すると、父上は最後にわたくしの肩に手を置き、立ち去り際に告げた。
「……ようやく、お前も人類の為に働けるのぉ。良かった良かった……」
父上は、怪しい笑みを浮かべて去って行ってしまった。
「人類の為……」
残されたわたくしは、棺の中にいる女性の事を見つめながら1人、そんな事を呟いていた。

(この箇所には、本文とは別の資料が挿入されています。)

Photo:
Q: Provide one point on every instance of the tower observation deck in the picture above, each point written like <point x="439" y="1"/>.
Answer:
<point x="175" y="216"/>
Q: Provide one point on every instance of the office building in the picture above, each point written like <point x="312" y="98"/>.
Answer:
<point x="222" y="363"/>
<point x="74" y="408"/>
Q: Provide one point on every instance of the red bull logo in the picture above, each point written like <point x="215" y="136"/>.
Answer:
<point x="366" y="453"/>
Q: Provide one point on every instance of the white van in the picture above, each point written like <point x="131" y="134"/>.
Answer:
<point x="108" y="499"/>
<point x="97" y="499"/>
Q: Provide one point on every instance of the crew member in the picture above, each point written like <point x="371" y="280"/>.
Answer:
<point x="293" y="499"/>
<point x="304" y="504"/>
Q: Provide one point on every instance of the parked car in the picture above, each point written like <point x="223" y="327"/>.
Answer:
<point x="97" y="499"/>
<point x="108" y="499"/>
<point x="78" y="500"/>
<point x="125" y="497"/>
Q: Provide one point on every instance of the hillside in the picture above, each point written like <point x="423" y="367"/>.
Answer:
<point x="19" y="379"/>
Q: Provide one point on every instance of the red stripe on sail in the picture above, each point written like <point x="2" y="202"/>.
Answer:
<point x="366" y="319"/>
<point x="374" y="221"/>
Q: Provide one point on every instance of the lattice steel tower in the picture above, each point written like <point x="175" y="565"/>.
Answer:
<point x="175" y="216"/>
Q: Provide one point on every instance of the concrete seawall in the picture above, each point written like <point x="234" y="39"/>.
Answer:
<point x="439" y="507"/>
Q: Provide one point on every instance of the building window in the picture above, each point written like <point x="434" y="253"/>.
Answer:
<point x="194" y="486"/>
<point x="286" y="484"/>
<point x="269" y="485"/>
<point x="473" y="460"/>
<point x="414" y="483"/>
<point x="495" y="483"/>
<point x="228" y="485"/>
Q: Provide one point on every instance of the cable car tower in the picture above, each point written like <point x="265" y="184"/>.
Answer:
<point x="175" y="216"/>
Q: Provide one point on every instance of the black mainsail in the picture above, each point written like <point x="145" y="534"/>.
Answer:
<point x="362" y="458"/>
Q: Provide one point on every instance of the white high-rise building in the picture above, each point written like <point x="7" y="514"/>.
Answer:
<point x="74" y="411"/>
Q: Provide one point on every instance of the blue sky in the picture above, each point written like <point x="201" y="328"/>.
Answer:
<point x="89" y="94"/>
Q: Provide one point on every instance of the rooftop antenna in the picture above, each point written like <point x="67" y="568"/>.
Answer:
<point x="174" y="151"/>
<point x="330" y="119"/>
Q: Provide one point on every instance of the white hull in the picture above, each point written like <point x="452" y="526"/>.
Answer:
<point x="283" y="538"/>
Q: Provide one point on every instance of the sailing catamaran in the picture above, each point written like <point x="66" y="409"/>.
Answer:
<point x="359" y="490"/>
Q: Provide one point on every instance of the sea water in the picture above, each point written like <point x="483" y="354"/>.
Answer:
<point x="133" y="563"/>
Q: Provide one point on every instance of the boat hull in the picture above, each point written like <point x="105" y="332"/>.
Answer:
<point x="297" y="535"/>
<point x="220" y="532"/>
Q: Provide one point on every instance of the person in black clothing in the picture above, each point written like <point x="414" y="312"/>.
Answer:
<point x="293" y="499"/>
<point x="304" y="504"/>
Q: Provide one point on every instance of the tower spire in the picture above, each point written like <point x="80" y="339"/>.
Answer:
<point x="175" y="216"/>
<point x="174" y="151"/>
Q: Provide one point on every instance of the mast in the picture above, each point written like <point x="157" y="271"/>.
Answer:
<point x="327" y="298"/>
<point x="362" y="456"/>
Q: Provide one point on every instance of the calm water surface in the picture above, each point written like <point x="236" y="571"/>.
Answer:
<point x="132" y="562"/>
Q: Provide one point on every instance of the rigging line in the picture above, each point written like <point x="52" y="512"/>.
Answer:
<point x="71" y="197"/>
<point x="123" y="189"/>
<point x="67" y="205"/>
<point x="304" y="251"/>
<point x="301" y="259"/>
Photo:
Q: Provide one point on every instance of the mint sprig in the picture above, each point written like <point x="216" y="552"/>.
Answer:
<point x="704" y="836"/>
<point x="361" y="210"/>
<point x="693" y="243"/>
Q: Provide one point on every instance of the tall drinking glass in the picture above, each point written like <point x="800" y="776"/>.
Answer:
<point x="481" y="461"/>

お父様のあの言葉の真意……。人類のため……お父様の言葉に嘘偽りはないだろう。それは、間違いない。……なのに、どうしてだろうか。不思議と引っかかってしまう。
「永遠の頂き……」
あの言葉を口にしていた時のお父様は、何処か楽しそうだった。まるで、自分がその頂きに立つ事ができる日が近くてうずうずしているみたいに……。
前からお父様が、何か良からぬ事を考えているのではないかと疑っていたが……今日で、その疑いも完全にはっきりした。
お父様は、やっぱり何かを企んでいる。それも……戦争で。人と魔族の戦争を始めて、魔族を本格的に全て根こそぎ滅ぼそうとしているのだ……。
その為には、何故か……わたくしとこの御方が必要……。良いのか? そんな事。父上に任せてしまって良いのだろうか?
仮にわたくしに戦うための力があるというのなら……わたくしは、父上に力を託すべきなのだろうか。
――どうも違う気がしてしまう……!
クリーフともあれから連絡が、一切取れないし……何かあったに違いない。父上の様子も最近は、特におかしいし……何か、ただ事ではない事が、起こっているような気がする。
そして、それは……全てこのわたくしにかかっている……かもしれない。確信は持てないが……父上の発言からも察するに……わたくしには、魔族の命がかかっているようだった。
「……だとすれば、わたくしの為すべき事は、たった一つのみ……!」
その時、わたくしはある1つの大事な決断をした。